日々素晴らしい主の御業を体験

日本アッセンブリーズ・オブ・ゴッド教団 本渡基督教会 伝道師中山寛子

 私がイエス様に出会ったきっかけはゴスペルでした。20歳の頃の私は、何のために毎日毎日頑張って生きなければならないのか、生きる理由が分からなくなっていました。
 専門学校へ通学する途中の池袋の街で道端に座り込み、人々の流れを見ながら過ごしていました。雑踏の中で私一人いなくなってもこの世界は何ら変わらない、体は生きていても心は死んでいるような状態でした。
 そんなある日、楽器店で見つけたゴスペルの本を通して、池袋の教会で活動しているゴスペルクワイヤがあることを知りました。興味を持った私は、その日のうちにホームページを調べて、3日後に行われるクリスマスコンサートに行ってみることにしました。
 そこでは大の大人が満面の笑みで大声でゴスペルを歌っていて、その姿に心を惹かれて私もゴスペルを歌いたいと思い、クワイヤの練習に参加するようになりました。最初は自信のなさから人の目を見ることも、自分から話すこともできませんでした。しかし、ゴスペルを歌っていくうちに私の心は次第にほぐれていきました。

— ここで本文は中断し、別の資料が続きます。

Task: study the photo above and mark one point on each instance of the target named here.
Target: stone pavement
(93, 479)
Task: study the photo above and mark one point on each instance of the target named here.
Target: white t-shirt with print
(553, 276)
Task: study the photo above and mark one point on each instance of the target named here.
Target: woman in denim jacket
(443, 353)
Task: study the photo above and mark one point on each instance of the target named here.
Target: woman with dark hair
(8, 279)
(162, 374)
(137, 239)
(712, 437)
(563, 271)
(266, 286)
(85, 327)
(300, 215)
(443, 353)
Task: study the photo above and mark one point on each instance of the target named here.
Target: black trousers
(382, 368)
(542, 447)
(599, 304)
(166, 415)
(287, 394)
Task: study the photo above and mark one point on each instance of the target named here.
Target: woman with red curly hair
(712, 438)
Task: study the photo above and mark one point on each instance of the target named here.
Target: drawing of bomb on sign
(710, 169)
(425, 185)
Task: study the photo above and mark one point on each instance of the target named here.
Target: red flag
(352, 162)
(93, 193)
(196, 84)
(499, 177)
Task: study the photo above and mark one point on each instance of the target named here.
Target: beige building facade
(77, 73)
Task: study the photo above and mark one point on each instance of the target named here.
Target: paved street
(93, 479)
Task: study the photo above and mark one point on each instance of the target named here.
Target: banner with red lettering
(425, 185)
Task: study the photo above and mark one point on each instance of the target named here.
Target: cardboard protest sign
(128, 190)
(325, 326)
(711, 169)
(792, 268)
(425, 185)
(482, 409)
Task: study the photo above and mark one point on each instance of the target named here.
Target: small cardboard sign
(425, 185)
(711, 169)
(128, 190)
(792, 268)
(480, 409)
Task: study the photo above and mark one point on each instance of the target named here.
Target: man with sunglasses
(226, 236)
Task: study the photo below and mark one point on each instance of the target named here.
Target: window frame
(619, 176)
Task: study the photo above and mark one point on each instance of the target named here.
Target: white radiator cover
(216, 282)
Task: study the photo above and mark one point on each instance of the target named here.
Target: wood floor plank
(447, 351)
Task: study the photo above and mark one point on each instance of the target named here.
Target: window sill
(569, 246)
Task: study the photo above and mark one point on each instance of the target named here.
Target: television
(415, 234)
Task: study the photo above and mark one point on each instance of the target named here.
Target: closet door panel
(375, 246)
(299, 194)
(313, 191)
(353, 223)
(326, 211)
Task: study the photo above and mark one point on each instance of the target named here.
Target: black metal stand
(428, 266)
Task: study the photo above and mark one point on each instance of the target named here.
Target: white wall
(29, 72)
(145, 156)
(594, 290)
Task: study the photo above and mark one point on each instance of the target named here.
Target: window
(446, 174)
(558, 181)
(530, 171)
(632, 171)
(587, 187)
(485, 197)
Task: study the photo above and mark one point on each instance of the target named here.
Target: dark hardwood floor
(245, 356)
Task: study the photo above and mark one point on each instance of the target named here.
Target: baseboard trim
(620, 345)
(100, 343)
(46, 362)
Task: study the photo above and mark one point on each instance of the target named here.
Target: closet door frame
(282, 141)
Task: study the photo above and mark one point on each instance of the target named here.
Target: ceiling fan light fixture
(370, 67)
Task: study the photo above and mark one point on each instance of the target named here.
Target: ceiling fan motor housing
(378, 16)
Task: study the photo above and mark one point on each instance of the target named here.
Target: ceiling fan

 ゴスペルの歌詞を理解するために聖書も読むようになりました。そして、ゴスペルを歌い始めて3か月後、ゴスペルのニューヨークツアーに参加する中で、イエス様を救い主として信じたのです。
 「神は、実に、そのひとり子をお与えになったほどに世を愛された。それは御子を信じる者が、一人として滅びることなく、永遠のいのちを持つためである」(ヨハネ3:16)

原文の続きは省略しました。